Os juro que hasta que entré un poco en materia y no leí unas 100 páginas, no sabía muy bien por donde iban a salir los tiros, iba totalmente a ciegas, esperando que pasase de todo y con la mente abierta y aún así, consiguió asombrarme y superar mis expectativas, que ya eran altas, porque habiendo leído "Dientes Rojos" del mismo autor, ya me moría de ganas de saber que más cosas tenía que contarnos.
Una vez metidos de lleno en la lectura, costará averiguar que es lo real y que no. Sabemos que el autor se ha documentado la mar de bien para introducir personajes y escritores que existieron realmente, pero...¿Qué hay de las sombras, el Necronomicón, ese horror cósmico y todos los elementos sobrenaturales? Lo hace tan bien, que todo queda bien compacto y unificado en la misma historia, así que nuestra única labor es disfrutarlo y dejarnos llevar por esta magnífica historia.

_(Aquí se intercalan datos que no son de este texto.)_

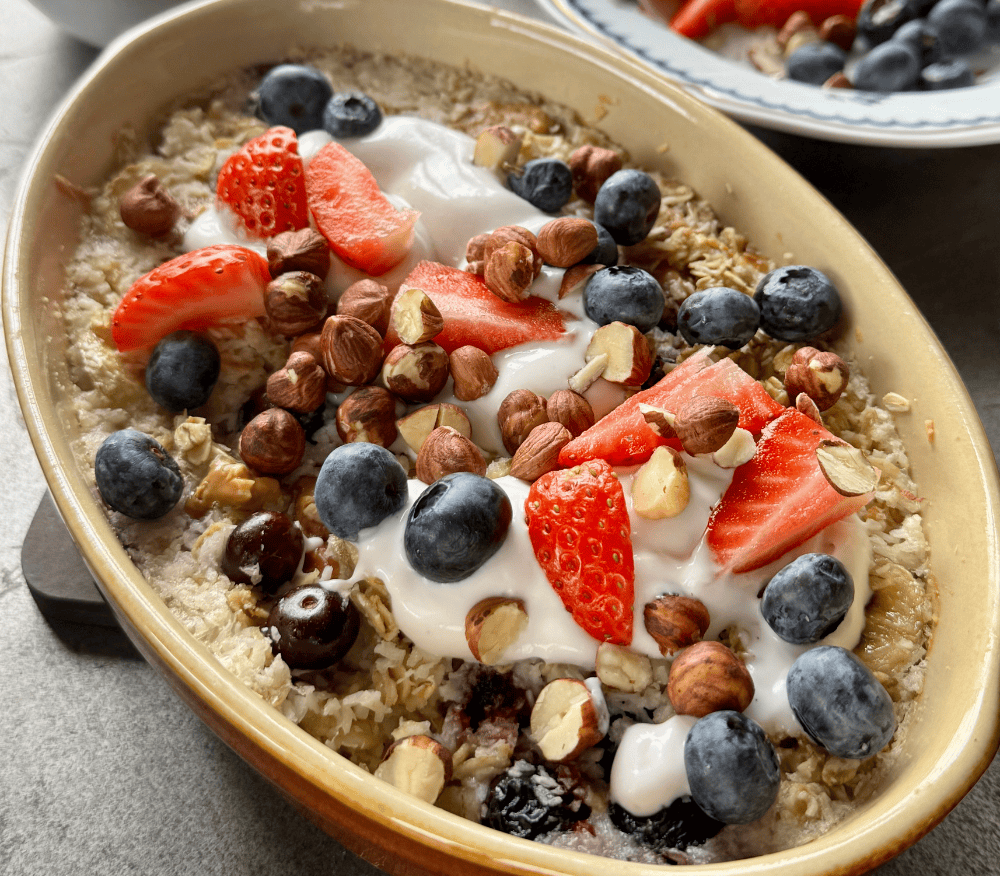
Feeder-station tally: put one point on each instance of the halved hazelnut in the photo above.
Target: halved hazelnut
(565, 720)
(629, 357)
(708, 677)
(493, 625)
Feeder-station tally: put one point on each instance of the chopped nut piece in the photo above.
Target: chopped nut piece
(493, 625)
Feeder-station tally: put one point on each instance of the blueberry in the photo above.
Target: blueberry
(528, 801)
(878, 20)
(293, 95)
(546, 183)
(455, 526)
(942, 75)
(182, 371)
(960, 24)
(891, 66)
(351, 114)
(627, 205)
(606, 251)
(840, 703)
(312, 627)
(624, 293)
(732, 767)
(808, 598)
(797, 303)
(136, 476)
(265, 549)
(815, 62)
(718, 316)
(681, 824)
(358, 486)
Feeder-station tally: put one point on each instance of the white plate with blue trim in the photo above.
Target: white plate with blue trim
(958, 117)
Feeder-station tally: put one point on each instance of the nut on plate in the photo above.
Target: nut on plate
(352, 350)
(300, 385)
(419, 765)
(302, 250)
(660, 487)
(705, 423)
(708, 677)
(446, 451)
(567, 240)
(675, 622)
(148, 208)
(368, 414)
(517, 415)
(416, 372)
(568, 717)
(539, 452)
(472, 372)
(273, 442)
(493, 625)
(820, 375)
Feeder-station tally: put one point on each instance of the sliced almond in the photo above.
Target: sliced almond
(565, 721)
(846, 468)
(419, 765)
(629, 356)
(493, 625)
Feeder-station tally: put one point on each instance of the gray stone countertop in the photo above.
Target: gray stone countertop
(103, 770)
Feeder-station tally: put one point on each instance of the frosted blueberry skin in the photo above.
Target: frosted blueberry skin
(718, 316)
(732, 768)
(627, 205)
(293, 95)
(351, 114)
(455, 526)
(358, 486)
(839, 703)
(136, 476)
(797, 303)
(545, 183)
(182, 371)
(624, 293)
(807, 599)
(312, 627)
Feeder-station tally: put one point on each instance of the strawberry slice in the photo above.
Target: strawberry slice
(581, 535)
(778, 499)
(357, 220)
(622, 436)
(221, 283)
(263, 184)
(474, 315)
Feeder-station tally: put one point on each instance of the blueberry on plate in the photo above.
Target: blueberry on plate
(732, 767)
(797, 303)
(293, 95)
(627, 205)
(351, 114)
(815, 62)
(527, 801)
(807, 599)
(718, 316)
(545, 183)
(182, 371)
(840, 703)
(136, 476)
(312, 627)
(681, 824)
(358, 486)
(456, 525)
(265, 549)
(942, 75)
(889, 67)
(624, 293)
(960, 25)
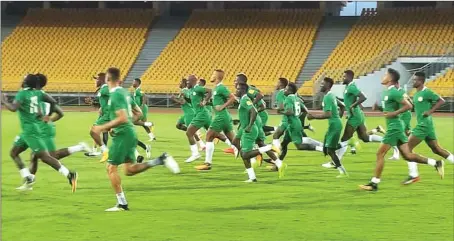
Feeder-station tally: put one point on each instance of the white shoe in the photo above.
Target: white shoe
(171, 164)
(86, 147)
(192, 158)
(148, 151)
(328, 165)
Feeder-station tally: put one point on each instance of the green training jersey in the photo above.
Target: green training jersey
(120, 100)
(406, 115)
(197, 95)
(330, 104)
(243, 111)
(423, 101)
(391, 101)
(103, 96)
(293, 103)
(137, 96)
(220, 96)
(351, 93)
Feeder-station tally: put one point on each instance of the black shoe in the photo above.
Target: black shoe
(72, 178)
(369, 187)
(139, 159)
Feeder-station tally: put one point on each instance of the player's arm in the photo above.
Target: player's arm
(10, 106)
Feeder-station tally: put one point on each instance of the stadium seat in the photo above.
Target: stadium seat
(72, 45)
(264, 44)
(380, 37)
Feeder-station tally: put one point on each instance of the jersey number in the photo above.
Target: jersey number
(34, 105)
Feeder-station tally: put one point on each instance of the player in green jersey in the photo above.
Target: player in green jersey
(184, 99)
(330, 111)
(250, 131)
(124, 140)
(222, 122)
(139, 98)
(425, 102)
(27, 103)
(393, 105)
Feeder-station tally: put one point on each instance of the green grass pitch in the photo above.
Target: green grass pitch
(308, 204)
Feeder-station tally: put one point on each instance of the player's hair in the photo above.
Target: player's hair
(42, 80)
(114, 73)
(395, 76)
(421, 75)
(283, 81)
(293, 87)
(349, 73)
(242, 77)
(329, 81)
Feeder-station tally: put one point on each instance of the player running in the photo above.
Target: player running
(124, 140)
(330, 111)
(393, 105)
(425, 102)
(27, 103)
(222, 122)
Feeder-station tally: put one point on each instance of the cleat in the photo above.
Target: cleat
(369, 187)
(250, 180)
(118, 208)
(72, 178)
(170, 163)
(139, 159)
(380, 129)
(282, 170)
(440, 167)
(192, 158)
(203, 167)
(105, 156)
(328, 165)
(229, 150)
(148, 151)
(411, 180)
(87, 148)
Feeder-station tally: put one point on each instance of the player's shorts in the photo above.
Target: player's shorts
(144, 110)
(123, 148)
(333, 134)
(102, 120)
(395, 138)
(295, 132)
(355, 121)
(264, 116)
(424, 132)
(222, 122)
(248, 139)
(201, 119)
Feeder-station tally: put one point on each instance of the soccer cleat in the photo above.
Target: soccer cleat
(192, 158)
(148, 151)
(170, 163)
(440, 167)
(329, 165)
(203, 167)
(282, 170)
(411, 180)
(369, 187)
(118, 208)
(250, 180)
(72, 178)
(105, 156)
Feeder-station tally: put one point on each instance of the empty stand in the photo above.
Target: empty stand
(388, 33)
(72, 45)
(265, 45)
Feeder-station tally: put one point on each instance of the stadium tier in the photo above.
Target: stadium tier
(72, 45)
(379, 37)
(263, 44)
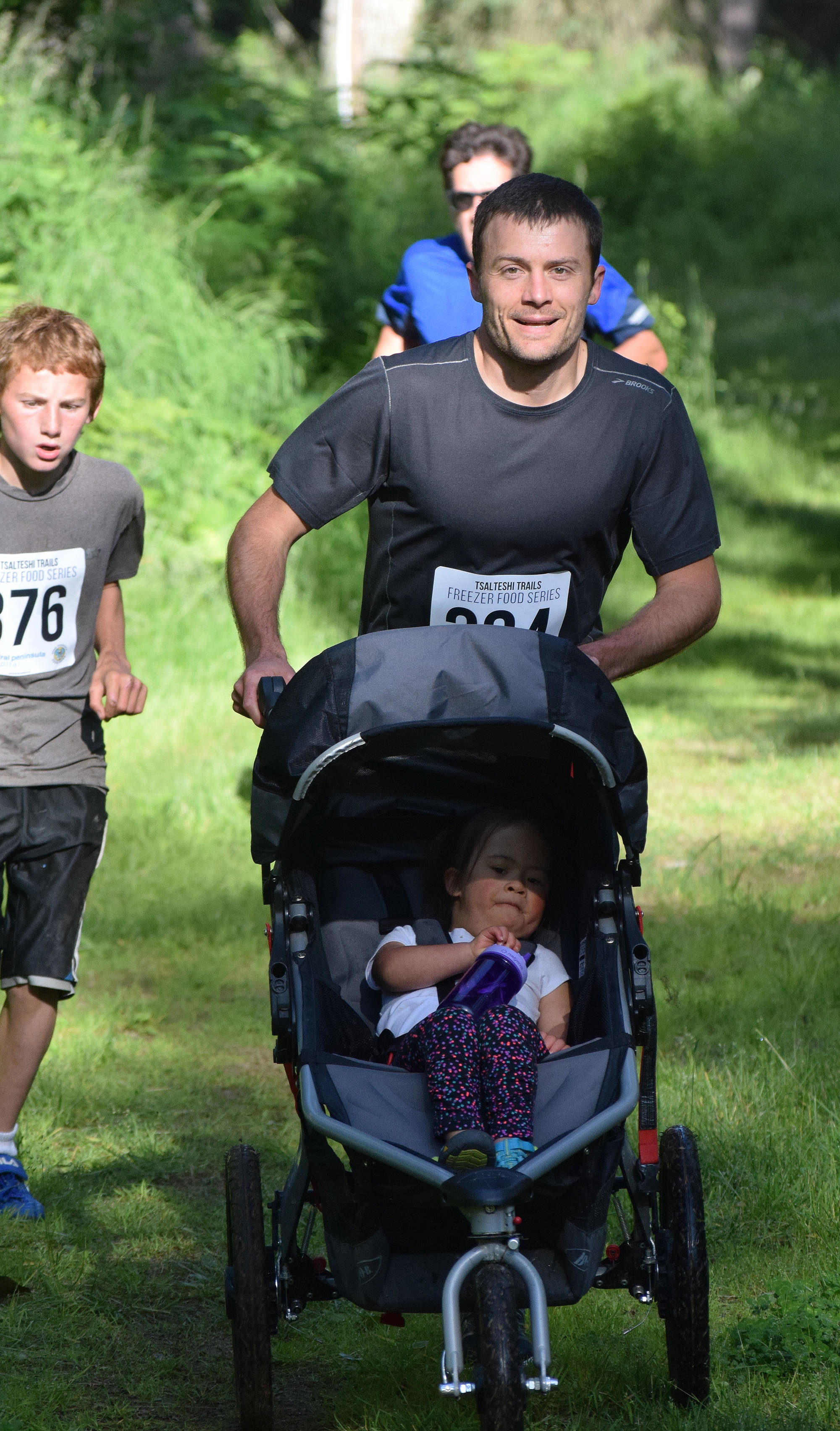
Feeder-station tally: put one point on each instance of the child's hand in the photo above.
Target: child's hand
(553, 1044)
(499, 935)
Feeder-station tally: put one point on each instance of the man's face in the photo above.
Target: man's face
(42, 415)
(536, 285)
(477, 176)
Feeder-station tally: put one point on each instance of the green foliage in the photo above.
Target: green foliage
(201, 390)
(792, 1326)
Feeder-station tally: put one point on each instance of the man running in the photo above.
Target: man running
(520, 454)
(431, 298)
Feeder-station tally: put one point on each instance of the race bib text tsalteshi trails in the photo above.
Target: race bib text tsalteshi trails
(39, 600)
(536, 603)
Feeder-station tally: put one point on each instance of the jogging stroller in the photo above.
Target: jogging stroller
(375, 746)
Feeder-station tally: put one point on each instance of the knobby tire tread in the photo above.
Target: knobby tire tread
(682, 1213)
(249, 1324)
(501, 1402)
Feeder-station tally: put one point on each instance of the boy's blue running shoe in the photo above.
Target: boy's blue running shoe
(15, 1197)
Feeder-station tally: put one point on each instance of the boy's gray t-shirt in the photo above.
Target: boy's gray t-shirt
(56, 553)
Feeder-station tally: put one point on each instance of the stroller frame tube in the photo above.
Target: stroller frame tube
(453, 1363)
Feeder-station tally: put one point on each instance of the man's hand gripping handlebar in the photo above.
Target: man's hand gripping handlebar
(258, 689)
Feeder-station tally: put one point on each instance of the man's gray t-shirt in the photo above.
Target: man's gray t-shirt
(58, 550)
(493, 513)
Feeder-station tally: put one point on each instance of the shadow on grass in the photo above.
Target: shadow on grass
(811, 540)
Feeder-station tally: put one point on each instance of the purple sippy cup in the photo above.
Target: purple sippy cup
(496, 978)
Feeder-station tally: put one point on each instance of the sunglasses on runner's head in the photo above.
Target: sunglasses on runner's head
(461, 201)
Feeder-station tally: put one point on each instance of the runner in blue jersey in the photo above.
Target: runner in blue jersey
(431, 297)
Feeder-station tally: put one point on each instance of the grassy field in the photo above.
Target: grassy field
(164, 1058)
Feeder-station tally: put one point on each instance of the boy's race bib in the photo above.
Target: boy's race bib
(530, 601)
(39, 600)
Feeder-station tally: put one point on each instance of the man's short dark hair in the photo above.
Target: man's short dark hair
(507, 144)
(538, 200)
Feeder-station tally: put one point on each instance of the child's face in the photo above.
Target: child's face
(509, 883)
(42, 415)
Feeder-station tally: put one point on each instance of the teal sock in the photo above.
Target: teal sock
(510, 1153)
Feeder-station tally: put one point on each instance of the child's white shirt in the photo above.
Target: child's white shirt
(403, 1011)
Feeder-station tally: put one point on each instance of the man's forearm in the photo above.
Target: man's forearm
(257, 570)
(111, 625)
(685, 609)
(257, 574)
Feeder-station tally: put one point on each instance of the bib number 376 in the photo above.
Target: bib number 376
(39, 600)
(536, 603)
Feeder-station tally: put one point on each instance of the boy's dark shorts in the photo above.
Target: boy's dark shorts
(50, 842)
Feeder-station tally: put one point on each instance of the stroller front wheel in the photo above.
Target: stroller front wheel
(501, 1394)
(248, 1290)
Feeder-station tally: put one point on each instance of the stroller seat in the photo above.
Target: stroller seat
(380, 1100)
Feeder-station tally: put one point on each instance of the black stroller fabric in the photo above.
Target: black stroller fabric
(383, 685)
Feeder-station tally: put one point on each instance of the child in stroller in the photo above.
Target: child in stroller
(377, 748)
(481, 1072)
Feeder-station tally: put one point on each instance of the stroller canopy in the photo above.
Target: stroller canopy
(398, 692)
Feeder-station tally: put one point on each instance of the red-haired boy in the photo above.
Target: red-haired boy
(71, 528)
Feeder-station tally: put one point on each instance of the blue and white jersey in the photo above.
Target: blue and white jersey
(431, 298)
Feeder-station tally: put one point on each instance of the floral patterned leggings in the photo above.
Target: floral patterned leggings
(481, 1072)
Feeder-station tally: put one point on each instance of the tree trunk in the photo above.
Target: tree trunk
(357, 35)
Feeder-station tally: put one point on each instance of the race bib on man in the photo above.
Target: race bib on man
(533, 603)
(39, 600)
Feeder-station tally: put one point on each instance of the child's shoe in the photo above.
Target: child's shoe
(15, 1195)
(510, 1153)
(468, 1150)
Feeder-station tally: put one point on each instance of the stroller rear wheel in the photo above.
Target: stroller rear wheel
(248, 1290)
(685, 1266)
(501, 1396)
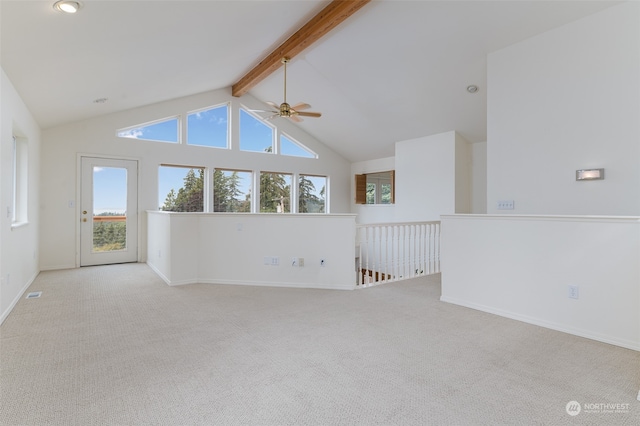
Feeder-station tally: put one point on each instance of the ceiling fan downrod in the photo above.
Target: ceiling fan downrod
(285, 108)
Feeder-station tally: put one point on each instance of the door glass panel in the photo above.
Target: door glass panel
(109, 209)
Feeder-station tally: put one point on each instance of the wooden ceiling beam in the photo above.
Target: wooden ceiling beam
(329, 18)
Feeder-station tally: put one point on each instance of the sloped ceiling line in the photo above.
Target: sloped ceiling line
(330, 17)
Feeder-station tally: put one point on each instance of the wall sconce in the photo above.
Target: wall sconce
(590, 174)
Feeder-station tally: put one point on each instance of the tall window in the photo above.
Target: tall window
(275, 192)
(181, 189)
(209, 127)
(20, 180)
(162, 131)
(312, 194)
(231, 191)
(255, 134)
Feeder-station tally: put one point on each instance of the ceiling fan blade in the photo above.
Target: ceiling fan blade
(300, 106)
(309, 114)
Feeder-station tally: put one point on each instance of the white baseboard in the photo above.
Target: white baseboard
(57, 267)
(6, 313)
(612, 340)
(280, 284)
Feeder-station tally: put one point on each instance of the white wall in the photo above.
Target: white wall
(61, 146)
(479, 177)
(18, 245)
(430, 180)
(372, 213)
(566, 100)
(520, 267)
(230, 248)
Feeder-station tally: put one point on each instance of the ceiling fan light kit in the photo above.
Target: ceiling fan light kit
(67, 6)
(284, 109)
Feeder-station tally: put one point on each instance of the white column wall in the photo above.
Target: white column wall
(432, 177)
(565, 100)
(97, 137)
(18, 245)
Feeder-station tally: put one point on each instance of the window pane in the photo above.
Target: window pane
(162, 131)
(385, 193)
(208, 127)
(290, 147)
(275, 193)
(254, 134)
(312, 194)
(371, 193)
(231, 191)
(181, 189)
(109, 209)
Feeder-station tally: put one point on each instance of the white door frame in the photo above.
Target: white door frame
(77, 204)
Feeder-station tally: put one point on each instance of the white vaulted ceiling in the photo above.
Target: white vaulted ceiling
(395, 70)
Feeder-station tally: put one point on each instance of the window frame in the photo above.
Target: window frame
(209, 108)
(179, 125)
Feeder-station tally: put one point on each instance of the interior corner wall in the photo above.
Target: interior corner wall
(426, 177)
(97, 137)
(479, 178)
(462, 175)
(565, 100)
(18, 245)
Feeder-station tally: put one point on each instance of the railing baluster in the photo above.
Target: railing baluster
(395, 251)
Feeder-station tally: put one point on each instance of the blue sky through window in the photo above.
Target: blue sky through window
(255, 135)
(109, 190)
(208, 127)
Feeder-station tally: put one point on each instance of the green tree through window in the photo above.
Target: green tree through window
(189, 198)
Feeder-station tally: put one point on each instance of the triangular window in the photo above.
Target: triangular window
(255, 135)
(162, 131)
(208, 127)
(294, 148)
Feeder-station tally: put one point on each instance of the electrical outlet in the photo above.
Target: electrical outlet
(574, 292)
(505, 205)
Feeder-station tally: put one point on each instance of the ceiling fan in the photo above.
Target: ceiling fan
(284, 109)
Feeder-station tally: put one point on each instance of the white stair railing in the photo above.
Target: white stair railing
(387, 252)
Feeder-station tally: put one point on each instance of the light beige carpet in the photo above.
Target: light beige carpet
(114, 345)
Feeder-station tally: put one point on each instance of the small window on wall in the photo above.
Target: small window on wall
(208, 127)
(275, 192)
(232, 191)
(20, 181)
(180, 188)
(294, 148)
(160, 131)
(312, 191)
(375, 188)
(255, 135)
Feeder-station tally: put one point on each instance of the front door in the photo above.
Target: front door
(109, 211)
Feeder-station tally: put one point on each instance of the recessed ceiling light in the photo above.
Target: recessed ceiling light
(67, 6)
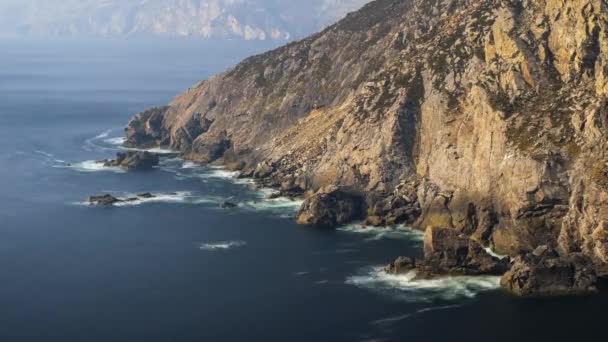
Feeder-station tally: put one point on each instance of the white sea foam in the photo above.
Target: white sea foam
(407, 287)
(491, 251)
(91, 166)
(218, 173)
(378, 233)
(222, 246)
(102, 135)
(44, 153)
(283, 206)
(190, 165)
(175, 197)
(118, 141)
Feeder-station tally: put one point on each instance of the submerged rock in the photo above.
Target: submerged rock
(108, 200)
(103, 200)
(331, 209)
(134, 160)
(545, 273)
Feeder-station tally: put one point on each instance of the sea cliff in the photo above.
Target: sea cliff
(488, 118)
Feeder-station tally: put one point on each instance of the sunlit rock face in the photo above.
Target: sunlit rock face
(211, 19)
(488, 117)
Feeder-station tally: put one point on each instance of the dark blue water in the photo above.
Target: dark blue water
(178, 268)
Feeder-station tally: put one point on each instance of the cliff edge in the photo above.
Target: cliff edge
(486, 117)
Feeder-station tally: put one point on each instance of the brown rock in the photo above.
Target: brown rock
(549, 274)
(331, 209)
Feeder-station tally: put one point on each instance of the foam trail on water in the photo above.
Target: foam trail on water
(176, 197)
(118, 141)
(407, 287)
(102, 135)
(190, 165)
(214, 172)
(285, 207)
(378, 233)
(91, 166)
(491, 252)
(396, 319)
(222, 246)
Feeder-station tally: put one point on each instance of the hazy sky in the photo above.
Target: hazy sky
(241, 19)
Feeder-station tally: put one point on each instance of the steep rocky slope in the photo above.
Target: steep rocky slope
(488, 117)
(218, 19)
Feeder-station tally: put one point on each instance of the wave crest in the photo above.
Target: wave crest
(222, 246)
(406, 287)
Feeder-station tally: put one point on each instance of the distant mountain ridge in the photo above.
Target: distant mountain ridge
(209, 19)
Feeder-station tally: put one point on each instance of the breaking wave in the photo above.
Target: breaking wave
(406, 287)
(222, 246)
(118, 141)
(176, 197)
(90, 166)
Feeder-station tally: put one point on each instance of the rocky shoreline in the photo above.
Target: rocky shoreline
(485, 126)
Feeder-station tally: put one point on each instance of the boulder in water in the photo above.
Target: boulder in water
(103, 200)
(134, 160)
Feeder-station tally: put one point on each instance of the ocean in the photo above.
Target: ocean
(177, 267)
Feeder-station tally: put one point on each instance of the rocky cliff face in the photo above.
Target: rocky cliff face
(217, 19)
(488, 117)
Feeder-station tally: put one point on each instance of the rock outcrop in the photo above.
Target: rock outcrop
(448, 253)
(331, 208)
(545, 273)
(134, 160)
(488, 118)
(103, 200)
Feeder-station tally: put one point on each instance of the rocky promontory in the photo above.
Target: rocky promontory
(484, 120)
(133, 160)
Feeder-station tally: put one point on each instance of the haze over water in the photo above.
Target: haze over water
(178, 268)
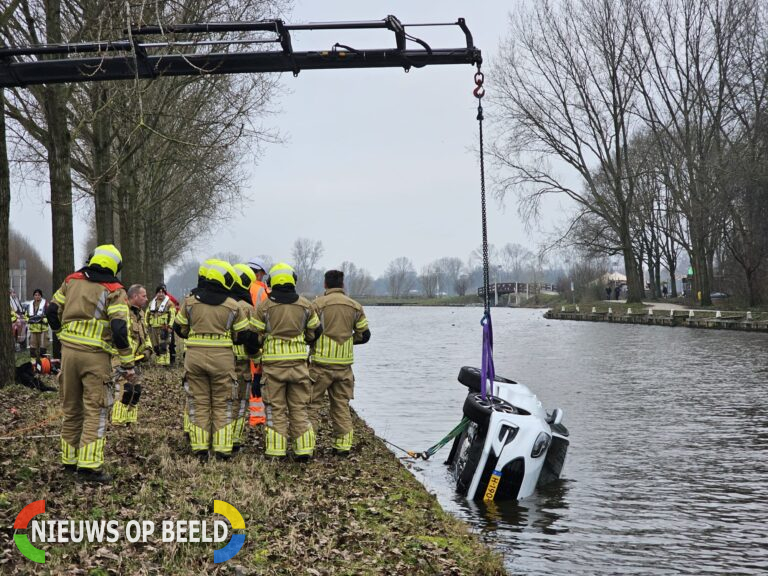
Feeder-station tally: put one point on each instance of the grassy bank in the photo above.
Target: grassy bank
(537, 301)
(759, 313)
(361, 515)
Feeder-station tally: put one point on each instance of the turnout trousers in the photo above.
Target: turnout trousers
(286, 390)
(339, 383)
(85, 389)
(212, 392)
(126, 407)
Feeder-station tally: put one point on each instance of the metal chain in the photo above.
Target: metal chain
(479, 92)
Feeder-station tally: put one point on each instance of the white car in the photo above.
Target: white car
(511, 444)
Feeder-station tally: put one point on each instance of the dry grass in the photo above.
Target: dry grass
(361, 515)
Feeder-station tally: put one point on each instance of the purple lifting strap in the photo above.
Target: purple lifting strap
(487, 371)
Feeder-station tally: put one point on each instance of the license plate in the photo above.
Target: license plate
(493, 484)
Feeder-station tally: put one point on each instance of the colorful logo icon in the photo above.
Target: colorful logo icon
(238, 539)
(22, 523)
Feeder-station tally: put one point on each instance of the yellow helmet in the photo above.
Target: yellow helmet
(202, 271)
(108, 257)
(221, 272)
(282, 273)
(245, 276)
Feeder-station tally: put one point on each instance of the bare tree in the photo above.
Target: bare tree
(429, 279)
(565, 92)
(461, 284)
(399, 275)
(684, 52)
(357, 281)
(306, 253)
(6, 339)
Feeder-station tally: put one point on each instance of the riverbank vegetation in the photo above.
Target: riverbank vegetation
(365, 514)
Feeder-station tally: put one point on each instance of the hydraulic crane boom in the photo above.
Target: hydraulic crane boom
(196, 54)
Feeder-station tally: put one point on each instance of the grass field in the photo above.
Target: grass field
(362, 515)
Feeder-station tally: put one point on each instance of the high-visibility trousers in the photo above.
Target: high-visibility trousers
(287, 390)
(338, 382)
(86, 391)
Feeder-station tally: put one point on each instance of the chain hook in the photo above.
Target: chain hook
(479, 90)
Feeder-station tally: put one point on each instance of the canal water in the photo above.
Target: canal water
(667, 471)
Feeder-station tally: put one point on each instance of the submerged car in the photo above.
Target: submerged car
(511, 444)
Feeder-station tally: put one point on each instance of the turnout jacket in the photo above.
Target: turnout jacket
(161, 314)
(287, 326)
(344, 324)
(35, 315)
(141, 343)
(88, 315)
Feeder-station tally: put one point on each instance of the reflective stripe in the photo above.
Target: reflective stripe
(198, 438)
(328, 351)
(100, 305)
(209, 340)
(91, 455)
(284, 349)
(87, 332)
(304, 445)
(68, 453)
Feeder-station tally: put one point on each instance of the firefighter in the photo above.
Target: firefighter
(127, 394)
(211, 322)
(288, 323)
(38, 325)
(242, 295)
(160, 318)
(90, 314)
(344, 324)
(259, 292)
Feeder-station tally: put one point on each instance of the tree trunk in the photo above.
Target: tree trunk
(701, 280)
(672, 266)
(634, 281)
(131, 218)
(754, 287)
(7, 355)
(102, 185)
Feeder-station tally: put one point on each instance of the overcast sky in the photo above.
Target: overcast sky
(376, 164)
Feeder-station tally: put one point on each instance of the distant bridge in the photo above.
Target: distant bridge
(501, 288)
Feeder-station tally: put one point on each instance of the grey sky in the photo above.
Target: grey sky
(376, 163)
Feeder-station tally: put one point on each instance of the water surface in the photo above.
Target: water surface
(667, 472)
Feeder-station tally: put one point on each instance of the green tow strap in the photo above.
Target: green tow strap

Me reí muchísimo con la personalidad tan tiquismiquis y extraña que le ha dado Jesús a nuestro protagonista, Lovecraft. Sí, sí. Lovecraft aquí es aún más extraño y misterioso que en sus años de vida. Ante todo, quiero aclarar que esto es a carácter cómico y fantasioso, que en ningún momento se ha hecho para herir. Y el que se sienta herido, pues a freír monas.
Eso sí, agarraos bien que vienen curvas, porque durante toda la historia nos vamos encontrando con cosas interesantes, acción a raudales, aventura, secretos, viajes...pero el final es totalmente surrealista a todo lo que nos hemos ido encontrando. Que ojo, a mi me pareció tremendo y lo disfruté como un crío con un juguete nuevo.